The Perils of Ableton

Picture taken from http://www.flickr.com/photos/kingdiamondkid/ and displayed under fair use.

I wanted to give a big shout out to everyone who came out to Midsummer Nights last Friday. I had a good time overall and especially enjoyed hearing all the props afterwards, it made my night. However, by far the most annoying part of the evening was setting up all the sound equipment for the performers who just don’t understand how their shit is supposed to work.

I’m a fairly technical guy, I love knowing how things work…I think Vanilla Ice put it best: “If there’s a problem, yo, I’ll solve it.” But that love ends when I’m stuck at a gig trying to figure out everyone else’s shit. If you don’t know, tell me you don’t know instead of having me play 20 Questions and get incorrect answers because you just don’t understand anything. If you want the privilege of playing out, at least understand your own equipment and bring all the cables you need so we don’t have to hunt shit down because you just assume it’ll be there. It’ll keep people like me from writing posts like this about how big of a fucking moron you are.

Many people talk about the lost art of DJing, and having been a DJ for almost 12 years myself, I understand. There seems to be a difference between using technology as a tool, or having the technology make you a Tool. Serato and Traktor can be used to an amazing degree, allowing great DJs to do things that would never be possible before. However, it seems like a lot of DJs these days are allowing the software to do all the heavy lifting. Beatmatch syncing blows, it’s stupid, it makes you look like a moron, and has an unmistakable perfection that any real DJ can pick out after your first “mix”. Now that Ableton has come into the picture, the landscape is changing even further.
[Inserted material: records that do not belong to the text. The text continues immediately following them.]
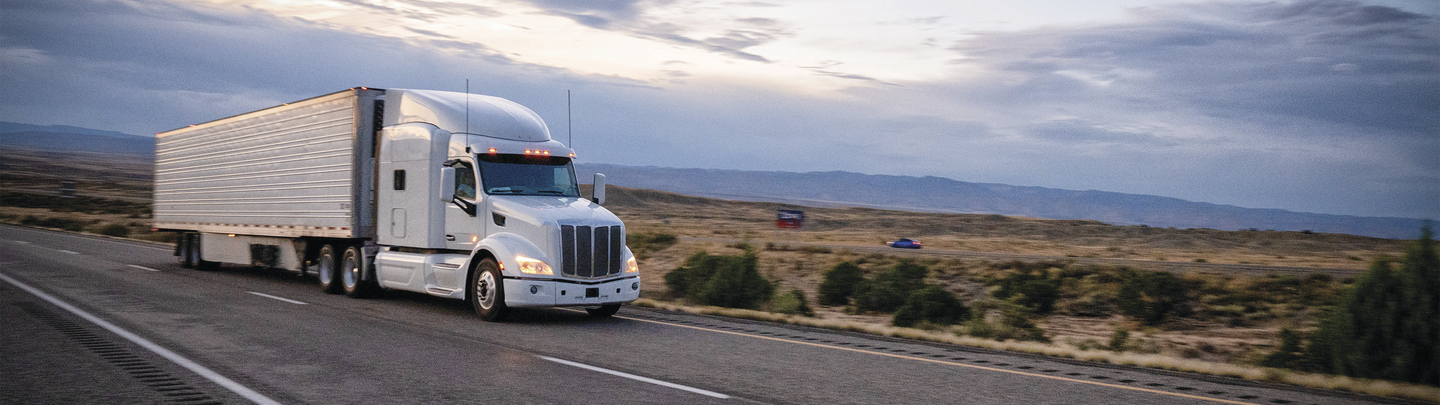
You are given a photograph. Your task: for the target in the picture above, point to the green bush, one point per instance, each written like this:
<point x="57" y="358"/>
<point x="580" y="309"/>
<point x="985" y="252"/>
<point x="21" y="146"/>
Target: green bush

Track selection and feeding off the crowd and making a great environment for everyone has completely gone out the window.

The picture of DJDT above is not from Midsummer Nights, but from Beach Dazed, a party that happened a couple weeks ago. They played at Midsummer Nights as well using a similar setup. This time it was a laptop running Ableton and a mini-to-RCA cable running from the headphone jack. No MIDI controllers, no Samplers, no control surfaces of any kind. Just Ableton. And one long, premade set. Click the pic above if you don’t believe me.

And as much as this bothers me and many other DJs out there, I’ve come to the realization that nobody cares. The crowd doesn’t care, the venues don’t care, the promoters don’t care. The only ones who care are the ones who have spent a great deal of time working towards an art that seems to be dying. It’s now a commodity to see a DJ playing a “SPECIAL ALL VINYL SET”, even though that’s what DJs were doing fairly exclusively up until a couple years ago.

Arguments about records being too heavy are understandable. I admit, switching to Traktor has saved my back quite a bit. But most of the people making that argument are the ones who don’t buy records, don’t mix by ear, and think that beatmatching is just making sure the numbers on each side of the screen match up (Phase? What’s phase? It’s a filter, right? Wait, where’d my bass go?).

Soon, it’ll just be CD listening parties with the “DJ” only pressing play and then proceeding to  jump up and down on stage with the enthusiasm of David Lee Roth, doing the physical equivalent of “Dude, you have to hear this part coming up, it’s so good!” When the tools were harder to get and harder to perfect, the end result was much better.

Accessibility breeds mediocrity. And that leads me to the picture caption, the peril of Ableton is that someone might actually try and get a crowd shot and accidentally capture the fact that you aren’t doing anything other than jumping around like a lunatic.

16 replies on “Or, why “DJs” in LA suck.”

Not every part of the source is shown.